Climate change, wildlife conservation, Arctic ecosystems, phenology, species interactions.
Climate change is altering biomes across the earth, but its effects have been most rapid and pronounced in the Arctic. Research in my lab focuses on understanding the ecological consequences of climate change in high latitude regions, primarily in the Arctic.

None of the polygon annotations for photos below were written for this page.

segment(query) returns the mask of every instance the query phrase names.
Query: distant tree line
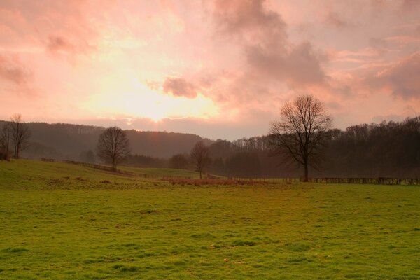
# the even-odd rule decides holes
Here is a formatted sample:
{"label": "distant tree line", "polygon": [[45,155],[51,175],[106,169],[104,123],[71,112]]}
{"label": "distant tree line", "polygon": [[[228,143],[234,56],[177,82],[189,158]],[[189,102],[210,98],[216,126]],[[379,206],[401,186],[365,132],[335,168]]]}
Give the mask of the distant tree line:
{"label": "distant tree line", "polygon": [[28,148],[30,137],[31,132],[22,122],[22,115],[12,115],[0,128],[0,160],[9,160],[11,155],[19,158],[22,151]]}
{"label": "distant tree line", "polygon": [[[286,155],[272,157],[270,145],[269,136],[219,139],[209,146],[209,171],[230,176],[301,177],[303,165]],[[318,170],[309,167],[313,176],[420,177],[420,116],[329,130],[318,164]]]}
{"label": "distant tree line", "polygon": [[[14,117],[17,118],[0,122],[0,156],[2,158],[20,157],[22,153],[24,157],[27,157],[30,155],[29,151],[37,151],[36,155],[40,155],[38,158],[42,156],[89,163],[111,163],[108,160],[103,161],[97,148],[95,149],[99,135],[105,131],[103,127],[28,124],[22,121],[21,116]],[[62,154],[62,158],[56,157],[60,155],[57,152],[58,148],[34,141],[34,134],[31,133],[34,127],[40,129],[36,132],[36,139],[51,138],[48,143],[53,144],[62,139],[63,143],[57,144],[57,147],[58,145],[68,147],[69,150],[74,151],[74,158],[64,158]],[[54,132],[58,132],[57,135]],[[40,136],[43,132],[46,135]],[[323,160],[317,162],[319,169],[309,167],[312,177],[420,177],[420,116],[401,122],[384,121],[380,124],[354,125],[344,130],[331,129],[327,132]],[[129,137],[134,133],[141,132],[125,131],[131,147],[139,145],[139,142],[133,143]],[[169,145],[167,140],[176,141],[176,137],[188,139],[182,144],[186,147],[178,153],[173,153],[172,157],[166,158],[142,155],[132,151],[132,148],[131,153],[124,154],[121,164],[139,167],[201,170],[202,173],[244,178],[302,177],[304,174],[303,164],[290,161],[288,155],[273,157],[272,139],[269,135],[232,141],[223,139],[211,141],[198,136],[190,138],[190,134],[169,134],[170,136],[155,141],[160,142],[155,143],[156,147],[161,144]],[[164,132],[148,135],[159,139]],[[182,138],[183,135],[186,137]],[[204,153],[201,154],[205,160],[201,167],[201,160],[196,156],[200,153],[192,151],[197,143],[201,143],[201,148],[204,149]],[[174,146],[177,146],[177,144]]]}

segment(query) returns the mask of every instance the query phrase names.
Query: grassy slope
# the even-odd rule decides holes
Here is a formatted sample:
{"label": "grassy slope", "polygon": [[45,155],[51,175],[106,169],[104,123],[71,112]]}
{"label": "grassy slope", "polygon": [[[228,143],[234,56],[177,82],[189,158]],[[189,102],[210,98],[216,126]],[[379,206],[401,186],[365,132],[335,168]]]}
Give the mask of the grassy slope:
{"label": "grassy slope", "polygon": [[173,168],[138,168],[129,167],[118,167],[118,169],[122,171],[128,171],[130,172],[138,173],[141,174],[146,174],[156,176],[178,176],[178,177],[190,177],[192,178],[200,178],[198,172],[185,170],[176,169]]}
{"label": "grassy slope", "polygon": [[0,162],[0,279],[418,279],[418,217],[419,187],[182,187]]}

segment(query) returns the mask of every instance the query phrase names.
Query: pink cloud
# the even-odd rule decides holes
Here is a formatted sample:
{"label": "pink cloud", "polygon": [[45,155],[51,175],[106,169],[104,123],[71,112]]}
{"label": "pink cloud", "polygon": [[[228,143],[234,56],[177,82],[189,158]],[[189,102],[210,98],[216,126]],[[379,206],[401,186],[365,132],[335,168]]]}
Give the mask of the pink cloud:
{"label": "pink cloud", "polygon": [[195,87],[182,78],[167,78],[163,84],[163,91],[175,97],[197,97]]}
{"label": "pink cloud", "polygon": [[420,97],[420,52],[393,62],[374,76],[368,78],[366,83],[374,87],[384,88],[395,96],[405,99]]}

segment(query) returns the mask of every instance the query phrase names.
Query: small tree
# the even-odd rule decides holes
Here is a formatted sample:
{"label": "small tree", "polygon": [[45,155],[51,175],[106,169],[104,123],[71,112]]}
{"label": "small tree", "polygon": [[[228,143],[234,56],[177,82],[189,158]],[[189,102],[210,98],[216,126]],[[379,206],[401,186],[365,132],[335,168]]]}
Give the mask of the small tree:
{"label": "small tree", "polygon": [[125,132],[120,127],[112,127],[105,130],[98,140],[97,154],[106,163],[112,164],[112,169],[117,169],[120,163],[130,154],[130,142]]}
{"label": "small tree", "polygon": [[287,102],[280,111],[281,119],[270,124],[271,146],[275,154],[286,154],[304,167],[318,168],[323,148],[332,127],[331,116],[322,102],[312,95],[301,95]]}
{"label": "small tree", "polygon": [[191,150],[191,160],[197,168],[197,171],[200,172],[200,178],[201,179],[204,168],[211,162],[209,149],[202,141],[197,142]]}
{"label": "small tree", "polygon": [[13,144],[15,158],[19,158],[20,152],[29,146],[31,132],[27,125],[22,122],[22,115],[16,113],[10,118],[9,130]]}
{"label": "small tree", "polygon": [[188,155],[178,153],[174,155],[169,159],[169,166],[171,168],[177,168],[178,169],[186,169],[188,167]]}
{"label": "small tree", "polygon": [[0,130],[0,160],[8,160],[9,158],[9,145],[10,131],[8,125],[4,125]]}

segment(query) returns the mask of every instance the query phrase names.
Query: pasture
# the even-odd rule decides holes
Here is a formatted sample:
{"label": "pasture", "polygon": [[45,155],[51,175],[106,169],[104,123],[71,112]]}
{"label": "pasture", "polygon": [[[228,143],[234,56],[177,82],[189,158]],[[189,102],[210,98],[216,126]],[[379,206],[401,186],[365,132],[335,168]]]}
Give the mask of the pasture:
{"label": "pasture", "polygon": [[0,162],[0,279],[419,279],[419,186]]}

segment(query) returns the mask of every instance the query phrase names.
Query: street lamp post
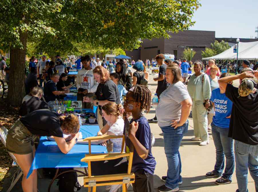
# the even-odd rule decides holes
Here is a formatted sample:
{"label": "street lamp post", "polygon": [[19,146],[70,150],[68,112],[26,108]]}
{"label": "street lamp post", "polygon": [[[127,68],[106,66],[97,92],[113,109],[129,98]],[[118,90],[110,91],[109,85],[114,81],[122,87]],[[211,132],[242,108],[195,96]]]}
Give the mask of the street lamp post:
{"label": "street lamp post", "polygon": [[192,54],[193,53],[193,48],[191,49],[191,61],[192,61]]}
{"label": "street lamp post", "polygon": [[235,75],[237,75],[238,73],[237,72],[237,67],[238,66],[238,44],[239,43],[239,39],[238,38],[237,39],[237,72],[235,73]]}

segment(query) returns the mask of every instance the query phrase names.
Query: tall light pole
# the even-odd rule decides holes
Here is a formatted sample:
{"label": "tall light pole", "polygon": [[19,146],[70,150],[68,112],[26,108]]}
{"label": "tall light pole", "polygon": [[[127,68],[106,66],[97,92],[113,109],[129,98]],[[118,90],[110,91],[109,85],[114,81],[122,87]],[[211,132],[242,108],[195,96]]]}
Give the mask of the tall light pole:
{"label": "tall light pole", "polygon": [[192,61],[192,54],[193,53],[193,48],[191,49],[191,61]]}
{"label": "tall light pole", "polygon": [[237,39],[237,72],[236,72],[235,75],[238,74],[237,72],[237,67],[238,66],[238,44],[239,43],[239,40],[238,38]]}

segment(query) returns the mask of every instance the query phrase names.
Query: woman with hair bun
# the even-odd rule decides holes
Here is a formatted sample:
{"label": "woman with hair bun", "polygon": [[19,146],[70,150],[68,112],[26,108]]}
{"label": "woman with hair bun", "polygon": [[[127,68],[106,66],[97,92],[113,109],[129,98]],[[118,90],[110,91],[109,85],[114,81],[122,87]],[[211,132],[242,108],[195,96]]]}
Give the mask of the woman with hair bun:
{"label": "woman with hair bun", "polygon": [[101,121],[103,126],[106,125],[107,121],[103,117],[102,119],[99,119],[102,116],[101,106],[109,102],[114,102],[117,104],[121,103],[118,88],[115,83],[111,80],[108,71],[102,66],[97,66],[93,70],[94,79],[99,84],[94,95],[91,97],[84,97],[83,102],[92,102],[94,106],[98,106],[98,122],[100,126]]}
{"label": "woman with hair bun", "polygon": [[[6,150],[13,154],[23,172],[21,184],[23,191],[37,191],[37,169],[34,170],[26,179],[36,151],[35,135],[48,136],[48,139],[53,136],[61,151],[66,154],[77,142],[79,129],[76,116],[61,116],[49,109],[32,112],[13,125],[6,137]],[[63,134],[71,135],[72,137],[69,137],[68,141]]]}

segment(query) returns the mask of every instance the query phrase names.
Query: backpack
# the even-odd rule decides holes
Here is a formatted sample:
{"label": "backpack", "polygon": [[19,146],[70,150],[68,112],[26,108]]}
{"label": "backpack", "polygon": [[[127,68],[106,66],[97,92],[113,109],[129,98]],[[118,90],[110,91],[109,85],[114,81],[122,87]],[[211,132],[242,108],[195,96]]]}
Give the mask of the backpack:
{"label": "backpack", "polygon": [[[138,72],[138,73],[139,73],[139,75],[140,75],[140,77],[141,77],[141,75],[140,74],[140,73]],[[142,73],[142,77],[141,77],[141,79],[140,84],[141,85],[145,85],[145,86],[147,86],[148,81],[144,78],[145,75],[143,71]]]}
{"label": "backpack", "polygon": [[76,192],[81,189],[81,186],[77,179],[77,173],[75,172],[67,172],[60,176],[57,182],[58,189],[60,192]]}

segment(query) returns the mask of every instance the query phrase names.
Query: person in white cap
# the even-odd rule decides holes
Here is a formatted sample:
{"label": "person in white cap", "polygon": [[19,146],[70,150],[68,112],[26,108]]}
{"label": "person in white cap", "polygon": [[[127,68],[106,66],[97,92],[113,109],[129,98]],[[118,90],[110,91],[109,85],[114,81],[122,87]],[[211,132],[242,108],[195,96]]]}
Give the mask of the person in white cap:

I strive to employ a "big picture" approach by studying effects of climate change on multiple components of arctic terrestrial ecosystems. This includes plants-both above and below ground-as well as animals, including insects, birds, and mammals. My lab places considerable emphasis on how interactions among component parts of terrestrial ecosystems are affected by climate change and how such interactions may feed back to climate. Understanding the effects of climate change in highly vulnerable and rapidly warming regions such as the Arctic can inform us of impacts to come at lower latitudes with further warming. This in turn can help shape wildlife conservation and climate change adaptation and mitigation efforts.
Education and Experience:
- BS, 1989 University of Minnesota
- Ph.D., 1995 University of Alaska Fairbanks
- Assistant/Associate/Full Professor Pennsylvania State University (2000-2016)
- Director of The Polar Center at Penn State (2012-2016).
- Engaging K-12 educators in arctic climate change research and education.
- Developing methods of coupling satellite-based and groundbased assessments of vegetation responses to climate change.
- Analyzing consequences of climate change for wildlife population dynamics at the species distribution scale.
- Long-term field monitoring of the effects of climate change in Greenland at the community and ecosystem levels.